COPD is also characterized by a hypercoagulable state with hypofibrinolysis [22], mostly associated with higher PAI-1 levels. We observed that statins exerted a profibrinolytic effect in COPD, as evidenced by the lack of correlation between PAI-1 and GDF-15 levels in the statin-treated group, in contrast to persistent positive correlations between PAI-1 and GDF-15 in patients not receiving statins. This suggests that GDF-15 could serve as a valuable, independent biomarker of hypofibrinolysis. Supporting this hypothesis, a recent prospective study of 1,531 cancer patients with 2 years of observation found that higher GDF-15 levels were associated with arterial and venous thromboembolic events in univariate analysis [31]. Moreover, it is known that PAI-1 is a TGF-β-inducing molecule and GDF-15, as a member of the TGF-β superfamily, regulates cellular functions through the downstream pathway of TGF-β [32, 33]. Li et al. [33] reported that administration of GDF-15 significantly increased PAI-1 luciferase activity in head and neck cancer cell lines, whereas GDF-15 silencing suppressed this activation. Therefore, we hypothesize that statins may exert a beneficial effect in patients with COPD through the complex regulation of multiple pathways, with PAI-1 emerging as a newly identified contributing factor, which warrants further investigation in future trials.
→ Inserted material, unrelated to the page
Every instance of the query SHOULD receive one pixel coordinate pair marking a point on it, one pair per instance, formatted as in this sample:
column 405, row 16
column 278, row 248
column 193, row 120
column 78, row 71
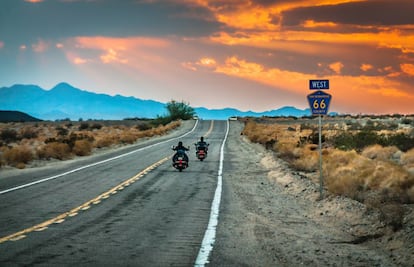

Some limitations of our study should be mentioned. First, the sample size was limited. However, the population represented typical COPD patients. Second, the follow-up time was relatively short, and longitudinal studies are needed to detect long-term effects and associations with clinical outcomes in patients with COPD treated with statins. Third, due to evolving treatment guidelines for hypercholesterolemia, current recommendations suggest that most patients with LDL-C levels > 3.0 mM should receive cholesterol-lowering therapy, primarily with statins [34, 35]. As a result, the present findings may not be generalizable to individuals with normal or low cholesterol levels. Moreover, we did not assess genetic variants known to modulate lipid profile [36]. Fourth, we did not assess other factors associated with COPD outcomes, such as exposure to air pollution [37], which can further modulate inflammatory responses and potentially influence GDF-15 levels. Last but not least, our original study, conducted in 2008 according to the good clinical practice guidelines, was locally funded and not registered. This investigation was designed as a randomized study focusing on the evaluation of biomarkers in predicting disease progression, including a post-hoc analysis of GDF-15 levels.

In conclusion, our study suggests that statin treatment is associated with reduced GDF-15 levels, which may be an additional benefit of such treatment, beyond lipid-lowering effects. Further studies on larger cohorts are needed to validate our findings.